Do zbiorów Europejskiego Centrum Solidarności w Gdańsku trafi… cała drukarnia. Sprzęt przekazał Marszałek Senatu Bogdan Borusewicz, który w czasach PRL był inicjatorem ruchów opozycyjnych. Drukarnia do tej pory mieściła się w piwnicy jednego z domów przy ulicy Piotrkowskiej w Gdyni. Sprzęt jest o tyle niezwykły, że zrobiony własnoręcznie przez właściciela domu Bronisława Sarzyńskiego, nauczyciela i działacza Solidarności.

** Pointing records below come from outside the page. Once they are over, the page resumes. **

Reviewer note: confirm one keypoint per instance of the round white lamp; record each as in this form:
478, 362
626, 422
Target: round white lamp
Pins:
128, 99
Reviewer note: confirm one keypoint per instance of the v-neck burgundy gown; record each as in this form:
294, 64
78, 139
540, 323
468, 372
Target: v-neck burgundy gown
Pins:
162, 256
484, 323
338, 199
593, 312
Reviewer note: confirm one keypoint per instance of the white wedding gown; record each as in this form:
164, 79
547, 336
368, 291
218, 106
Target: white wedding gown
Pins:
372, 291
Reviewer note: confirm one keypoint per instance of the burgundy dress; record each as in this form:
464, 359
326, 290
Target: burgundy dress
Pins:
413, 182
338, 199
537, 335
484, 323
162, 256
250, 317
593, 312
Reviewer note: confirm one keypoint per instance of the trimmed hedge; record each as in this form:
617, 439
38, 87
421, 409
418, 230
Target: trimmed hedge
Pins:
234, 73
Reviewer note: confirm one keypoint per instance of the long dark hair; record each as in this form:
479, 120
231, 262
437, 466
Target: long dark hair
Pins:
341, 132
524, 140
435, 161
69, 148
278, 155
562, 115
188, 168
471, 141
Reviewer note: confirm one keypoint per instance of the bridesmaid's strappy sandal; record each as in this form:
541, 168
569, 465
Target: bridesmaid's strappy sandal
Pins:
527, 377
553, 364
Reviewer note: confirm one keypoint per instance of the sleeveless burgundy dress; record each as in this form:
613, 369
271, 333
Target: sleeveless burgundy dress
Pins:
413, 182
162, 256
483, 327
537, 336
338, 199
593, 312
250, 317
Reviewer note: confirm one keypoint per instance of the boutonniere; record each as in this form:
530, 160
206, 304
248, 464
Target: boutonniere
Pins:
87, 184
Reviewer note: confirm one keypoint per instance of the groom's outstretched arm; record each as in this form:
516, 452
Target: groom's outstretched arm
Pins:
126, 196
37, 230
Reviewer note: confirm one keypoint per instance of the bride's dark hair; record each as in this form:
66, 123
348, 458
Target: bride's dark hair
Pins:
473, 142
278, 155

Dziś kilkuset kilogramowe drzwi do kryjówki otworzył jego syn Jarosław. Marszałek Borusewicz przyznał, że nie zaglądał tu od prawie 30 lat. – To miejsce się prawie w ogóle nie zmieniło. Podziemna drukarnia, tajne wejście. Nawet te dowody osobiste czy legitymacja policjanta, które tu zostawiłem, zostały, powiedział reporterce Radia Gdańsk Bogdan Borusewicz.

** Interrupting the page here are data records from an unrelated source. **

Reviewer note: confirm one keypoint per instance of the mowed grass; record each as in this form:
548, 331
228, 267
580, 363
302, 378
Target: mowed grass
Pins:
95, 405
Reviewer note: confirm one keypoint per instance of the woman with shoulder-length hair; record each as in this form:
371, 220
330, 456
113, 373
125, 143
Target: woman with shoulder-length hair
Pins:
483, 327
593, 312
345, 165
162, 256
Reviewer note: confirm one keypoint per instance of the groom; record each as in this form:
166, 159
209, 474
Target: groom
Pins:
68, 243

To drukarnia czcionkowa, na której można było robić duże nakłady. Jarosław Sarzyński wspomina te czasy z nieukrywanym wzruszeniem. – Miałem wtedy 18, może 19 lat. Wizyty moich kolegów były ograniczone. Mieliśmy specjalne procedury ustalone przez ojca konspiratora. Kiedy przychodził ktoś obcy, ojciec chował się w piwnicy a my mieliśmy wspólną wersję, że nie widzieliśmy go od kilku miesięcy, mówił Jarosław Sarzyński.
Wyposażenie drukarni powstało ze znalezionych na złomowisku części. Są tam na przykład elementy pralki. Sprzęt zostanie odtworzony na wystawie stałej w siedzibie Europejskiego Centrum Solidarności.